WASHINGTON (AP) — Democratic senators joined their Republican colleagues Wednesday in calling for some U.S. military aid to Ukraine after receiving a closed-door briefing from senior Obama administration officials.
Sens. Carl Levin of Michigan, the Armed Services Committee chairman, and Bill Nelson of Florida added themselves to the small but growing chorus of lawmakers favoring weapons deliveries to Ukraine's military to fight Russia-backed rebels in the east of the country. Thus far the Obama administration has said it doesn't believe U.S. military assistance is necessary.
Levin said he supported transferring certain types of defensive equipment.
Sen. Lindsey Graham, R-S.C., said he noted widespread bipartisan "unease" with the current U.S. policy at the briefing.

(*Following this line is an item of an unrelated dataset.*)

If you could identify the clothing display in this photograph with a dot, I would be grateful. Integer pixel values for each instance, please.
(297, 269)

The belief of the administration, he said, is that Russia is prepared to join the war to protect Ukraine's separatists. In contrast, he says, the U.S. doesn't have a strategy.
Officials couldn't provide any estimation on how long they thought sanctions would take to change Russia's behavior, Graham said, or how long they believed they had before Russia was drawn fully into the conflict.
"The bottom line is this administration is afraid of confronting the Russians," Graham said.
In addition to lethal aid, Graham said sanctions must get much tougher, targeting Russia's massive natural gas sector and President Vladimir Putin personally.
Sen. Kelly Ayotte, R-N.H., called the administration's failure to provide weapons "shameful."
Sen. Bob Corker, R-Tenn., complained that Ukraine hasn't even received much of the nonlethal assistance the administration has promised.